On Wednesday, 51 weeks to the day after the grisly crash and on the eve of the Genesis Invitational, the 46-year-old Woods spoke of his slow comeback to playing competitively again.
In doing so, he tapped the brakes — something police reports revealed he never did before his crash at more than 80 mph last Feb. 23 — on the speed of his comeback.
“Will I come back? Yes, ” Woods said from Riviera Country Club in Los Angeles, where the tournament that benefits his foundation will be held this week. “Will I come back and play a full schedule? No. I can play certain events here and there, but on a full-time level, no, that will never happen again.”
When might we see Woods play tournament golf again?

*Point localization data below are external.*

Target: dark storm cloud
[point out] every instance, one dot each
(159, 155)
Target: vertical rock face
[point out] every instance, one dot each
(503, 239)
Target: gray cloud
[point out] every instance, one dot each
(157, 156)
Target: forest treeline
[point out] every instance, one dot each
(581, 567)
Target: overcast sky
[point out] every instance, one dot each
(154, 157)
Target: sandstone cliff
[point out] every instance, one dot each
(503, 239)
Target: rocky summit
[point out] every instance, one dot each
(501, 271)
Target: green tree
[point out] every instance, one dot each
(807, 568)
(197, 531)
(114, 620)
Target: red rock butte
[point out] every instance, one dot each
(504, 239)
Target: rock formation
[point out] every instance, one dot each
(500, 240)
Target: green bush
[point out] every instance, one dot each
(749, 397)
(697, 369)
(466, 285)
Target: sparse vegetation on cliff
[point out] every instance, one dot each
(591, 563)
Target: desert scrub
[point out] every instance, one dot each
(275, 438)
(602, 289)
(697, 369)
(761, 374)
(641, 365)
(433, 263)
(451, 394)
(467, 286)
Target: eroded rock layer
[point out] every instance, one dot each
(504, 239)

“I wish I could tell you when I’m playing again,” Woods said. “I want to know, but I don’t. My golf activity has been very limited. I can chip and putt really well and hit short irons very well, but I haven’t done any long stuff seriously.

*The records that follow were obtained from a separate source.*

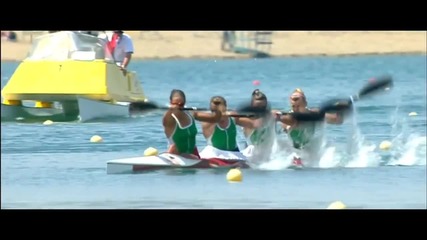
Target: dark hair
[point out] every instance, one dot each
(177, 91)
(219, 98)
(258, 95)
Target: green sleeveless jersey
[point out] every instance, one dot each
(261, 134)
(302, 134)
(224, 139)
(184, 138)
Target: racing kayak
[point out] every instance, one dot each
(167, 161)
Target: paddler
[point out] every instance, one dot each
(301, 133)
(221, 136)
(180, 126)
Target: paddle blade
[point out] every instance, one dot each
(374, 85)
(249, 109)
(336, 105)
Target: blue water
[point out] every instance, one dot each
(57, 167)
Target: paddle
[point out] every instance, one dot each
(375, 85)
(380, 84)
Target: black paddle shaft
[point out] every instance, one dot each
(374, 85)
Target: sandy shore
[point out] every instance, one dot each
(191, 44)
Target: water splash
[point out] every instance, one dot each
(408, 149)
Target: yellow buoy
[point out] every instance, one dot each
(96, 138)
(151, 152)
(234, 175)
(337, 205)
(385, 145)
(47, 122)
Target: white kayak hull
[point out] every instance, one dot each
(166, 160)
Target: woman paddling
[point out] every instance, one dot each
(302, 133)
(221, 136)
(180, 127)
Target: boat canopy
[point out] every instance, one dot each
(69, 45)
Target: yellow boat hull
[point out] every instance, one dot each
(66, 80)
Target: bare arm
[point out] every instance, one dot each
(242, 121)
(331, 118)
(168, 120)
(284, 119)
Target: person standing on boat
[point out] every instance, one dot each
(222, 136)
(302, 133)
(121, 46)
(180, 126)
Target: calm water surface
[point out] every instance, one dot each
(57, 167)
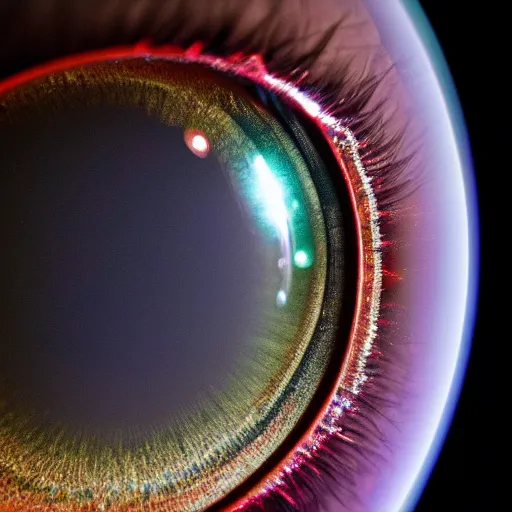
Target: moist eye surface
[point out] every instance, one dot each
(164, 272)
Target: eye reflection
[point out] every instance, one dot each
(405, 350)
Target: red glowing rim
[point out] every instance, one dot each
(352, 179)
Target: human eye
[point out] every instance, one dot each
(237, 266)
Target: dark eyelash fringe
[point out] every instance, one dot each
(332, 472)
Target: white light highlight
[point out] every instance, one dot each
(273, 196)
(281, 298)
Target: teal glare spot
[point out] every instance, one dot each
(281, 298)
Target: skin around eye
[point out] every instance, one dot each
(430, 294)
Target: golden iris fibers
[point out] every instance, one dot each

“I’m still working on the walking part,” he went on. “My foot was a little messed up there about a year ago, so the walking part is something that I’m still working on, working on strength and development in that. It takes time. What’s frustrating is it’s not at my time table. I want to be at a certain place, but I’m not.”
Woods, suffered open fractures in the upper and lower portions of the tibia and fibula in his right leg, and damage to his foot in the one-car crash after he drove his SUV across two oncoming lanes, struck a curb, uprooted a tree and ended up flipped and in the woods.

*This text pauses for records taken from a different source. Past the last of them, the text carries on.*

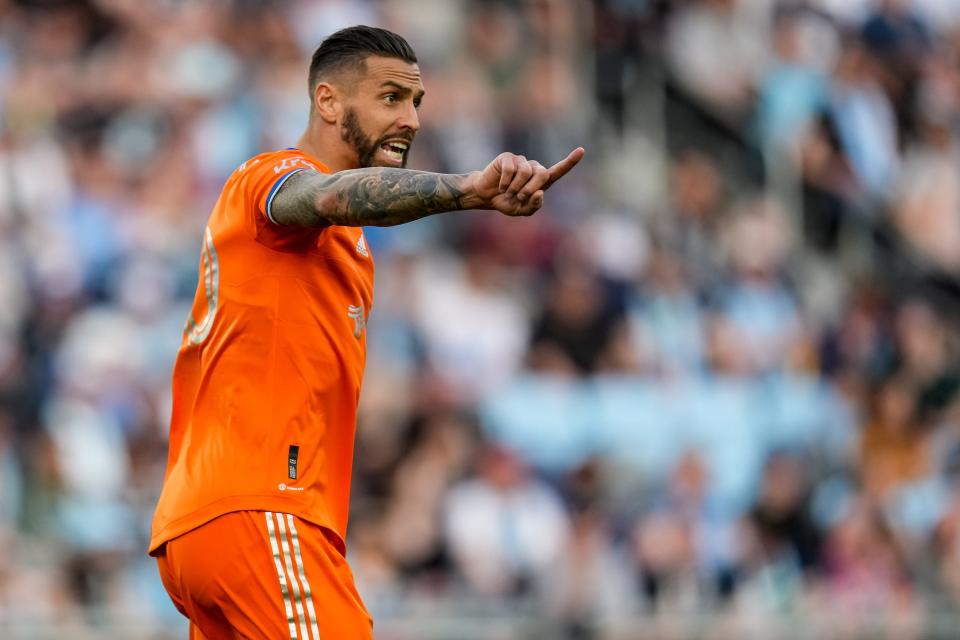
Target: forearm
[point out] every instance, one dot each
(376, 196)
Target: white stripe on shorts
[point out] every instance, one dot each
(307, 594)
(278, 561)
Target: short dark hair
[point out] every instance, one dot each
(351, 46)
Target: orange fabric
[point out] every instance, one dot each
(272, 358)
(246, 575)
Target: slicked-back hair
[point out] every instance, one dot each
(351, 46)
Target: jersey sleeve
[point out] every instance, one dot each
(259, 179)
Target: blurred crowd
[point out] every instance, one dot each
(709, 391)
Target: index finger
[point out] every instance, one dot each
(561, 169)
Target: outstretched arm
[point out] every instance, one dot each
(381, 196)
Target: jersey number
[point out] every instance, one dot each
(197, 331)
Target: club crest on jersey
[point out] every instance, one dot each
(359, 320)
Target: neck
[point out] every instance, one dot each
(323, 142)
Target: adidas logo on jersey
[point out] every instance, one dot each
(362, 247)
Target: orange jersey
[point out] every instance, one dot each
(267, 379)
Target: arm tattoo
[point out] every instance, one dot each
(368, 197)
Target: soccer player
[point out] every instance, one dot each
(250, 527)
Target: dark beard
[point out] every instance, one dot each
(354, 136)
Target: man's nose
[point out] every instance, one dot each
(410, 119)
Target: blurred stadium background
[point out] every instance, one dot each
(709, 392)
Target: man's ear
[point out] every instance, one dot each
(326, 102)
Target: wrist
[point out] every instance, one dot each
(471, 198)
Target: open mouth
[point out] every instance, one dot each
(395, 150)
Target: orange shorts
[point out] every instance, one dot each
(258, 574)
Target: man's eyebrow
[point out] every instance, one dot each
(402, 89)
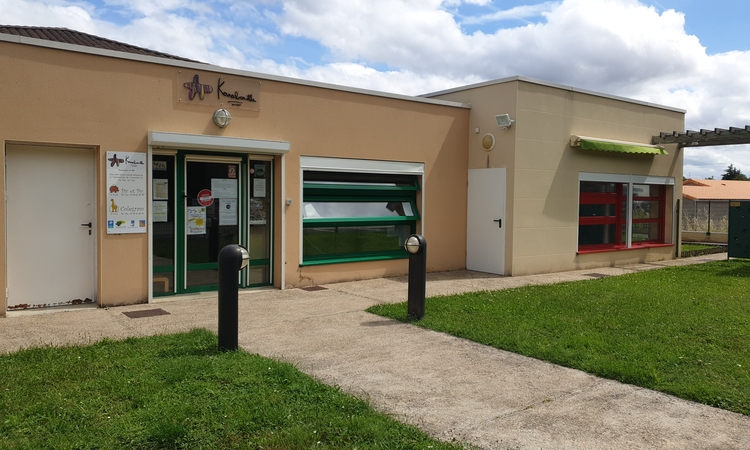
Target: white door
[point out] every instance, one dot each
(485, 240)
(49, 240)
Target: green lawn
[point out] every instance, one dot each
(683, 330)
(179, 392)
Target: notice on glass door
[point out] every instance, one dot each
(227, 211)
(126, 192)
(160, 189)
(195, 222)
(160, 210)
(224, 188)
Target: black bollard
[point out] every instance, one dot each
(416, 245)
(232, 259)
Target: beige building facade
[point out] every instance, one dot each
(122, 185)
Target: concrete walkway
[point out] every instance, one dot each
(448, 387)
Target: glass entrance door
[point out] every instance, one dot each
(212, 213)
(201, 203)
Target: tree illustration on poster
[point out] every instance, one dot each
(126, 192)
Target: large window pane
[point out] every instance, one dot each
(647, 231)
(594, 186)
(646, 209)
(596, 210)
(339, 210)
(353, 216)
(347, 240)
(647, 190)
(604, 218)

In a press conference at the Hero World Challenge in late November in the Bahamas, Woods revealed doctors initially thought his leg would have to be amputated.
“It’s altered,” Woods said Wednesday. “My right leg does not look like my left leg, let’s put it that way.”
Woods said, other than chipping and putting, he has been unable to practice as vigorously as he’d like — the weight and torque on his right leg are too much to take at the moment.
“I can walk on a treadmill all day,” Woods said. “That’s easy. That’s just straight, there’s no bumps in the road. But walking on a golf course where there’s undulations, I have a long way to go. It’s been tough, but I’ve gotten here, I’ve gotten this far and I still have a long way to go. Each and every day’s a fight, and I welcome that fight. Get up in the morning, let’s go a few more rounds.”
Woods downplayed the fact that he was able to play in the PNC Father-Son Challenge in December, a two-day event at which he and his son Charlie finished second to John Daly and his son, John II. That event is a low-stress affair, with players using carts.
“I can still play, but I’m in a cart,” Woods said. “Being a weekend warrior is easy. Hit your ball, hop in a cart, ride, barely step out of the cart, grab your club and hit the next one. But walking a golf course, that’s a totally different deal.”
Asked if he were encouraged at being able to play in the father-son event, Woods said: “Did it give me hope? Yes, it did, because I went through a very difficult year last year. But that doesn’t mean I’m going to be back out on Tour any time soon. I was very limited with what I could do. Being out here on Tour you get exposed.
“There are no cards and you have to be fit enough to do this sport at a high level, you have to be able to practice at a high level to expect to come out here and win, and I have not done any of that. ”
Woods, who has won the Masters five times, didn’t rule out participating in April’s annual Par-3 Tournament played the Wednesday of Masters week at Augusta National.
“I can do that now,” he said, “but whether I do that or not, I don’t know.”
He said he has spent a lot of his time at home reading Dean Koontz books and playing video games, which has been a passion of his since he was a youth.
“I wish I could spend more time on the range,” Woods said. “But that’s not realistic at this point.”
It wasn’t lost on Woods that he was sitting in front of reporters a mere year after potentially losing his right leg, and maybe his life, in that crash just a few miles away from Riviera.
“I’m very lucky, very lucky,” Woods said. “To be able to have my right leg still here, it’s huge. I still have a lot of issues with it, but it’s mine and I’m very thankful for that. Thankful for all the surgeons and doctors and nurses that, for all the countless surgeries that we went through and countless rehabs and the [physical therapy] sessions are brutal, but it’s still mine, and I’m very thankful for that.”